Fiat-backed stablecoin
A stablecoin whose value is collateralised one-for-one by cash and cash-equivalent reserves held by a non-bank issuer. USDT and USDC are the canonical examples. Under the GENIUS Act and MiCA this is the only model permitted as a payment stablecoin.
Crypto-collateralised stablecoin
A stablecoin collateralised by other crypto assets (typically over-collateralised) rather than fiat reserves. DAI and Sky's USDS are the live examples. Distinct from fiat-backed in that the backing itself is volatile and must be over-provisioned.
Algorithmic stablecoin
A stablecoin whose peg is maintained by smart-contract supply adjustments rather than collateral. Mostly extinct after TerraUSD's 2022 collapse. Regulators in both the GENIUS Act and MiCA functionally exclude pure-algorithmic designs from the payment stablecoin perimeter.
Synthetic stablecoin
A stablecoin whose USD peg is maintained via a delta-neutral position rather than 1:1 fiat backing, typically a long spot crypto position hedged with a perpetual short. Ethena's USDe is the dominant example. Economically and legally distinct from payment stablecoins; usually classified as a synthetic asset.
Payment stablecoin
The regulatory category codified by the GENIUS Act of 2025 (and equivalent under MiCA's EMT regime): a digital asset designed for payment or settlement, issued by a non-bank entity, fully reserved 1:1 with liquid assets, redeemable at par, and prohibited from paying yield to holders.
1:1 backing
The reserve discipline required of regulated payment stablecoin issuers: every token in circulation is matched by an equivalent unit of cash or cash-equivalent reserves. Both the GENIUS Act and MiCA codify this as the floor, with monthly disclosure of reserve composition required.
Par redemption
The right of any stablecoin holder to redeem one token for one unit of the reference asset (typically 1 USDC for $1) at face value. Required by both the GENIUS Act and MiCA. Operationally enforced via the issuer's redemption queue, typically with same-day settlement for verified institutional accounts.
Reserve composition
The asset mix backing a stablecoin's supply, typically a blend of cash on deposit at insured banks, short-dated US Treasury bills, and overnight repo.

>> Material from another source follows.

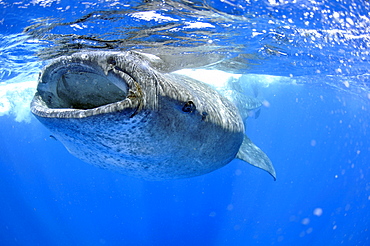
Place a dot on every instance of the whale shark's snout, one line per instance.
(114, 110)
(80, 84)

The composition determines liquidity under redemption stress; over-allocation to longer-dated or less-liquid assets is the failure mode that produces de-peg events.
De-peg event
A break in a stablecoin's market price from its nominal peg, typically on the downside. Causes range from undercollateralisation (TerraUSD 2022) to bank counterparty failure (USDC briefly to $0.87 in March 2023 on the Silicon Valley Bank weekend). De-peg severity is measured by both the depth and the duration of the gap.
Yield ban (on payment stablecoins)
The explicit prohibition on payment stablecoin issuers paying interest or yield to holders, codified by the GENIUS Act and MiCA. The rule preserves the deposit-versus-stablecoin distinction and protects bank deposit franchises. Bank-issued tokenized deposits are not subject to it.
Monthly attestation
Mandatory monthly public disclosure of a regulated stablecoin issuer's reserve composition, attested by an independent accounting firm. Required by both the GENIUS Act and MiCA. Distinct from a full audit (annual) but the operational discipline that underpins issuer transparency.
Issuer license
The regulatory authorisation required to issue a payment stablecoin. Under the GENIUS Act this is a new US federal license modeled on state money transmitter law. Under MiCA, EMT issuers need an EMI license; ART issuers need authorisation under MiCA's bespoke regime. Bank-issued deposit tokens fall under existing banking licenses.
Network effects (in stablecoins)
The self-reinforcing dynamic by which dominant stablecoins (USDT, USDC) attract more liquidity, listings, and integrations than smaller competitors, making them progressively harder to dislodge. Among the reasons the top five stablecoins now control ~90% of supply.
Tokenized deposit
A blockchain-native representation of a bank deposit liability, issued by a licensed bank against its balance sheet. JPMorgan's JPMD on Base is the canonical example. Economically identical to a regular bank deposit, including yield permission and FDIC eligibility, but settled on a public or permissioned chain.